Distinction between marital and separate property : State law will determine what is marital or community property and what separate property is. Marital property is generally divided equally or fairly in case of divorce or death. By having a prenuptial agreement, you can decide what happens to any property you acquire during the marriage.
Protection from the debts of the other spouse : In the absence of prenuptial agreements the creditors of one spouse can go after the marital property. A prenuptial agreement can be used to limit your debt liability.
Children from previous relationships : You can use a prenuptial agreement to ensure that your children from a prior marriage or relationship get to enjoy your property after your death.
Family Property : If you have inherited a family business or assets or are likely to do so in future, you can use a prenuptial agreement to keep them within your birth family and prevent them from going to your spouse.
Estate plan : Prenuptial agreements along with wills and trusts can be used to ensure that your estate is distributed according to your wishes.
Property distribution : In the absence of a prenuptial agreement, your state law will determine who gets what in case of a divorce. By having a valid prenuptial agreement, you can bypass your state law and decide you get what. In some states, a prenuptial agreement can have a provision which clearly states that no alimony will be paid in case of a divorce. Please check with your state laws.
Responsibilities : Here are some of the commonly included items:
• Separate business
• Household bills and expenses
• Income and tax returns
• Joint Bank Accounts
• Retirement benefits
• Credit Cards
• Property Distribution
• Dispute settlements
What can and cannot be part of a prenuptial agreement will depend on the state law. Here is a list of things that are generally not allowed to be included in a prenuptial agreement: Anything that is illegal or a violation of the law
You cannot include anything that is illegal or a violation of the law. Including such a provision will result in the agreement being declared.

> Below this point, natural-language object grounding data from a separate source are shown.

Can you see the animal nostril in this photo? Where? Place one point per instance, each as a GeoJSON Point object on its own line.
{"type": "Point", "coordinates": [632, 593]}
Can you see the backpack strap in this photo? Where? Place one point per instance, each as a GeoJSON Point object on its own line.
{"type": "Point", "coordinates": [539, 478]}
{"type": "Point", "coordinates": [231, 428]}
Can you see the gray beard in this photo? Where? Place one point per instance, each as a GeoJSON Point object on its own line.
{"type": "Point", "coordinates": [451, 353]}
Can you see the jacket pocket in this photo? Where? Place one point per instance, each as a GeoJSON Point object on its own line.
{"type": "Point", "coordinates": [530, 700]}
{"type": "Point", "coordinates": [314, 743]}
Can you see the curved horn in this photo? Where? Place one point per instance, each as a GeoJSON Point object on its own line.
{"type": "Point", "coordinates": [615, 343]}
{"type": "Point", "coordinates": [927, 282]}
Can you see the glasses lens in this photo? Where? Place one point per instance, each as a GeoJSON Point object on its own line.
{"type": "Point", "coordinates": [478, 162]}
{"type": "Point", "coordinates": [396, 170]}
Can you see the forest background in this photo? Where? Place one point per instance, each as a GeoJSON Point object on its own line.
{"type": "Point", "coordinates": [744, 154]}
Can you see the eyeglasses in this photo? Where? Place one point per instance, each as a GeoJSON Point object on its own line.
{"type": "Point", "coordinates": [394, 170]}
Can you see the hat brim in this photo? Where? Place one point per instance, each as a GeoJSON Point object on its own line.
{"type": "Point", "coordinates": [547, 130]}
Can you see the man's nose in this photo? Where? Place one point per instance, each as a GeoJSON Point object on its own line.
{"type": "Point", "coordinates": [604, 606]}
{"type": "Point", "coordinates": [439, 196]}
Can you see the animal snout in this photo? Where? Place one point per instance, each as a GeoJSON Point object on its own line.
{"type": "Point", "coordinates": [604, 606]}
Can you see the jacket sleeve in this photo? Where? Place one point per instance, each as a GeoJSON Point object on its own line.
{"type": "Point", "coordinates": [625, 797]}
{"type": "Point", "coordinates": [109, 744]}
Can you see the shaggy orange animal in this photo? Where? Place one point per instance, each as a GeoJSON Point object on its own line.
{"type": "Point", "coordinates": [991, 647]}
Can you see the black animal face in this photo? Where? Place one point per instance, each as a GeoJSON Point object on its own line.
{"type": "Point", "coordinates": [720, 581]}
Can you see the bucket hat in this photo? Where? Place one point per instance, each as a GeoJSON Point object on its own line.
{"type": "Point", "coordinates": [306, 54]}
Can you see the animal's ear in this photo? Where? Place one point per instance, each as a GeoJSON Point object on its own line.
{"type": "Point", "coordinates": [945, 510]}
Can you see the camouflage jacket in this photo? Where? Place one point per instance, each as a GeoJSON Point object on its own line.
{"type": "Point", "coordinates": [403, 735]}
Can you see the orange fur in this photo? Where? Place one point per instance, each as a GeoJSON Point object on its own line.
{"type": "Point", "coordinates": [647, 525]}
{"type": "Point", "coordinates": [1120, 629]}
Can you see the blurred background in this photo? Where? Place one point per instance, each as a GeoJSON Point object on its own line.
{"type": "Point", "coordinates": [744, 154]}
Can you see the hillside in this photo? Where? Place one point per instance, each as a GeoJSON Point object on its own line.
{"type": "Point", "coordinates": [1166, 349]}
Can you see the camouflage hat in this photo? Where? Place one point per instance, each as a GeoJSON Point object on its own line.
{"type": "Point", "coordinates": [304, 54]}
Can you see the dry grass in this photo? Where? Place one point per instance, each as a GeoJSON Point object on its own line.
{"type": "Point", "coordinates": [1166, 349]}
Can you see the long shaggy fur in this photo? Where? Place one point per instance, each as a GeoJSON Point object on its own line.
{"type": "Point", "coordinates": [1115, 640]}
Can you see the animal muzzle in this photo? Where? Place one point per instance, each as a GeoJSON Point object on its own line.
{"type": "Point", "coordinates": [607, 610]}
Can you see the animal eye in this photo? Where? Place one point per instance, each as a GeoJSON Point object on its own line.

Child Custody and Support : Your prenuptial agreement cannot decide on the issues of child custody and support. The court will decide these issues based on the state law.
Right to Spousal Support : A prenuptial agreement cannot have a provision wherein one spouse waives the right to alimony in case of divorce. State law varies on this. Check with your state laws. Some states do permit this provision.
Encourage Divorce : Courts will scrutinize the agreement minutely to look for provisions or terms that make divorce an attractive proposition for either party. Any provision that tends to encourage divorce will be struck down. Generally provisions that detail the division of property are considered as encouraging divorce.
Personal Matter : A prenuptial agreement can dictate the personal choices of either spouse – determining where to spend the vacations, how to address each other, who does what at home, etc. The agreement should be limited to financial issues. Provisions dealing with personal matters will be struck down. If you want to have an agreement on such issues, you can do so in a separate agreement.